Мы все, конечно, побаивались миссис Гольдштейн. И не только дети. Клиенты всегда опасались торговаться с ней по поводу цен, и это при цивилизации, в которой умение торговаться стало второй натурой и такой отличительной важной чертой, любовно воспитываемой, как, скажем, скорость бега у чистокровных лошадей.
Жильцы предпочитали голодать, не покупать уголь для своих печек, лишь бы не слышать ужасных проклятий миссис Гольдштейн, щедро рассыпаемых на этих подонков из гетто, что не платят за квартиру.
Она ухитрялась расходовать гораздо меньше на еду, чем любая женщина в их квартале, потому что продавцы на рынках, не в силах выдержать ее яростного напора при торговле, вяло спорили с ней и часто уступали.
Яркий свет Дела всей жизни неугасимо горел в глазах миссис Гольдштейн, и, как все другие люди, отстаивающие Дело гораздо более значительное, чем они сами, она выработала свою манеру обращения с окружающими. Делом всей жизни были для нее деньги, они для нее все равно что Франция для Жанны д'Арк или Господь Бог для Франциска Ассизского1.
Портняжная мастерская не давала возможности заработать столько денег, сколько хотела миссис Гольдштейн. Мой отец частенько говорил, что она все равно осталась бы недовольной, даже если бы русский царь передал ей все бриллианты своей короны, а старик Рокфеллер сделал своей единственной наследницей. Она всегда искала новое жизненное пространство для завоевания и вот решила завести собственный прилавок для торговли домашней птицей на рынке, расположенном от них в трех кварталах. Конечно, ничего не сообщила мистеру Гольдштейну о своем новом бизнесе до самого последнего дня, когда к нему приступила. Она вообще редко говорила с ним, и какое у нее мнение о муже, можно судить по той фразе, которую часто слышали от нее соседи: «Мендель — отличный портной, но в остальном ни на что не годится!»

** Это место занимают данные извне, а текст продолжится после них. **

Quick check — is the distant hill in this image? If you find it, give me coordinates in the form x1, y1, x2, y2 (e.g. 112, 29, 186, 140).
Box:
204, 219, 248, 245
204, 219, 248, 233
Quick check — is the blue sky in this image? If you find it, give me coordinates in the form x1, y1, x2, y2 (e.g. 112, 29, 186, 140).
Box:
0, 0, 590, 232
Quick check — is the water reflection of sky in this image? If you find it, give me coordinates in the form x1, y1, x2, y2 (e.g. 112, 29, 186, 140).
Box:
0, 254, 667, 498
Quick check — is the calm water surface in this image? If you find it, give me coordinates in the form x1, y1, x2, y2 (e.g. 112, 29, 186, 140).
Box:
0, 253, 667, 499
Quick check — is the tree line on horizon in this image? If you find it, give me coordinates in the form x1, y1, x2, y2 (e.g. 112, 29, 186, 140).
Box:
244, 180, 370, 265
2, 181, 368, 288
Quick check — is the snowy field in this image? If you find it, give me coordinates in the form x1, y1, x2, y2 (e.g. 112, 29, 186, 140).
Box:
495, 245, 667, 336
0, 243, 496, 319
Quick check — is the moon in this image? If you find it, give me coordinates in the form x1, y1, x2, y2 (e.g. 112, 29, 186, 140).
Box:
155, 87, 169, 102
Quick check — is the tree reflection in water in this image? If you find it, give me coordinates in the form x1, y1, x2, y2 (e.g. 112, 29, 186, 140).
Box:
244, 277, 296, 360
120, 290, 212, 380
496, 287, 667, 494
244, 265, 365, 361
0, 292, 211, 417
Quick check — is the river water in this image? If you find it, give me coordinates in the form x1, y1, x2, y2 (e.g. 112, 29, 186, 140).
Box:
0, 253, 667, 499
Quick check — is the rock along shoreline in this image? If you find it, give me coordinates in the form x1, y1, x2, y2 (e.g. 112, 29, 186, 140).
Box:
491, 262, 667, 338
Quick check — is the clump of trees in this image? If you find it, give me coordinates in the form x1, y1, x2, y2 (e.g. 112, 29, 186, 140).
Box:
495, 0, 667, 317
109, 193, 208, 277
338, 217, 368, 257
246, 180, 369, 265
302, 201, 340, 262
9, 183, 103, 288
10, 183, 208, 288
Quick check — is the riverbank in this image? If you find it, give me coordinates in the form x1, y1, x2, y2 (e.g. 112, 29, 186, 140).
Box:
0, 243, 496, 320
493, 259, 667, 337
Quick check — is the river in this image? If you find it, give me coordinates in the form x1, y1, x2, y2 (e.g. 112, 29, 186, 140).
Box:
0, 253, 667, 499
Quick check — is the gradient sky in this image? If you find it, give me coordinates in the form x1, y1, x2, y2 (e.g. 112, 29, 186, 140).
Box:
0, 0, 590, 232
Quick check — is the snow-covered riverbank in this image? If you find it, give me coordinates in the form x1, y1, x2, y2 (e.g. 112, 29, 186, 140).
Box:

Джо Гольдштейн, их сын, был моим соучастником во всех грехах и пороках, и большую часть своих сведений о семье Гольдштейнов я получал от него. Он всегда охотно рассказывал мне все, а его губы при этом довольно извивались, как у чокнутого. Он описал мне, как миссис Гольдштейн объявила мужу о своей новой инициативе.
— Мендель, — объявила она ему, когда он, ничего не зная, как обычно, строчил на своей швейной машинке, — я решила заняться бизнесом.
Мистер Гольдштейн не отреагировал. Но стрекот машинки заглох, а это говорило о сильнейшем эмоциональном напряжении, которое он в эту минуту испытывал.
— Когда же? — спросил он, не поворачиваясь к ней.
Его жене пришлось разговаривать с его спиной. Может, он и повернулся бы к ней, просто такая мысль не пришла ему в голову.
— С завтрашнего дня, — ответила миссис Гольдштейн, а в ее глазах все сильнее разгорался огонь Дела всей ее жизни. — Сегодня я подписала договор со Шварцем. Уплатила ему первый взнос, десять долларов, а в конце месяца заплачу еще двадцать пять. Он мне будет поставлять домашнюю птицу бесплатно до конца недели. На рынке я забила для себя очень хорошее место.